NOLA and the US Constitution

My old friend Steve Griffin -- reward yourself 10 bonus points if you guessed he was a debater at University of Kansas -- is guest blogging at Balkinization. Steve apparently has some surplus free time this term because he usually teaches law at Tulane University in New Orleans.

Given that he is a scholar of constitutional law, it is not surprising that Steve's first post is entitled "Did the Constitution Fail New Orleans? (Part 1)." This is the question he's exploring:
Could the Constitution have something to do with Katrina? The important theme in the Newhouse story is the persistence of the eighteenth-century federal order. In this system, there are separate governments that do not share power. If coordinated action is required, everyone has a veto before the bargaining starts.
This is the short version of Steve's response to that question, with a teaser about his forthcoming followup post:
What Hurricane Katrina shows is that even after decades of experience with natural disasters, federal and state governments are still uncoordinated and unprepared. The reasons they are unprepared go to the heart of the constitutional order. We can do better in the future only by directly confronting the difficult task of adapting an eighteenth-century constitutional order to contemporary circumstances.

The federal structure is not the only causal link between the Constitution and the government’s inadequate response to Hurricane Katrina. A separate problem lies in our system of representation, which I will discuss in a later post.
I commented, after welcoming him to the blogosphere:
Did you see the latest piece by Richard Clarke in The Atlantic Monthly? The former NSC member argues that the failure in NOLA obviously wasn't an unsurmountable coordination problem.
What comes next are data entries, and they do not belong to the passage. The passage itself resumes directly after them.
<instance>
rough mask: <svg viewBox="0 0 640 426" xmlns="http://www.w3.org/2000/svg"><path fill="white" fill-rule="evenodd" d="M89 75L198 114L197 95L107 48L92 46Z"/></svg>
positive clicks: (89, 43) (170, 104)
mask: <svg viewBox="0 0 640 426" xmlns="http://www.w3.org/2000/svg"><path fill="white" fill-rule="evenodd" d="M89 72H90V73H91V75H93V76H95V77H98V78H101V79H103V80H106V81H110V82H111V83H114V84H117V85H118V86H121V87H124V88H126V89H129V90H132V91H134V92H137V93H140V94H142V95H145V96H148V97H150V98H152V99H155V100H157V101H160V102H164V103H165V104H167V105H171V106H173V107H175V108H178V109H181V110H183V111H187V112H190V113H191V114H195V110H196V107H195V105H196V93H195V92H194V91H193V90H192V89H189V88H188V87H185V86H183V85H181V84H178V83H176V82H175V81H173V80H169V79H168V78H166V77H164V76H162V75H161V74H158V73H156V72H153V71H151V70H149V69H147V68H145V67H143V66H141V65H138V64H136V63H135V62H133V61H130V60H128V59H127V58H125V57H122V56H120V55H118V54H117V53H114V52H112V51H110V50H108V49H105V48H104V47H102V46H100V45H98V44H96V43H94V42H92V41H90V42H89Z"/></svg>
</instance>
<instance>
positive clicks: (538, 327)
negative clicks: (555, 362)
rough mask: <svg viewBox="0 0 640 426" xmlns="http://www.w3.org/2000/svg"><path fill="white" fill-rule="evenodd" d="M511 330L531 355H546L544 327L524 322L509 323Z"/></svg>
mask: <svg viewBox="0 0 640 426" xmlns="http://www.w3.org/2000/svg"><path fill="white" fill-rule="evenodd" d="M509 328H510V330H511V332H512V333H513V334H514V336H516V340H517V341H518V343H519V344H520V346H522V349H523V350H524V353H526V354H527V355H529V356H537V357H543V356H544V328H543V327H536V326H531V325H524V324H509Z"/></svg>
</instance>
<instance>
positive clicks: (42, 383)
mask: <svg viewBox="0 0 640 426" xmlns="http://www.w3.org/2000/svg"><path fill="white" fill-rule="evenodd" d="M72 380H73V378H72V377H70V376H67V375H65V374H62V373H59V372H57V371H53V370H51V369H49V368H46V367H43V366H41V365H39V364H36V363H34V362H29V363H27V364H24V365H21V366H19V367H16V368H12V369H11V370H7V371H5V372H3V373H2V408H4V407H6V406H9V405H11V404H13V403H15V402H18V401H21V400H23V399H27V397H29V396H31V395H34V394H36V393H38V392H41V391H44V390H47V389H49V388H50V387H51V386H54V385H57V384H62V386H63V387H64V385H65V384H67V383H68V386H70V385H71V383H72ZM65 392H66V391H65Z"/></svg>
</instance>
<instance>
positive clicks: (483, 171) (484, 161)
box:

After all, the response to Hurricane Frances in 2004 was much better:
"Imagine if, in advance of Hurricane Katrina, thousands of trucks had been waiting with water and ice and medicine and other supplies. Imagine if 4,000 National Guardsmen and an equal number of emergency aid workers from around the country had been moved into place, and five million meals had been ready to serve. Imagine if scores of mobile satellite-communications stations had been prepared to move in instantly, ensuring that rescuers could talk to one another. Imagine if all this had been managed by a federal-and-state task force that not only directed the government response but also helped coordinate the Red Cross, the Salvation Army, and other outside groups.

Actually, this requires no imagination: it is exactly what the Bush administration did a year ago when Florida braced for Hurricane Frances."
Of course, 2004 was an election maybe they botched it because there wasn't a strong personal incentive to act?
I learned of Steve's blogging from a post by Scott Lemieux at Lawyers, Guns and Money. I got the Clarke link from tristero, blogging at digby's Hullabaloo.

Note: For those who haven't heard, Steve indicated in his last snail mail correspondence that his family's home suffered relatively minor damage after the hurricanes and was not flooded.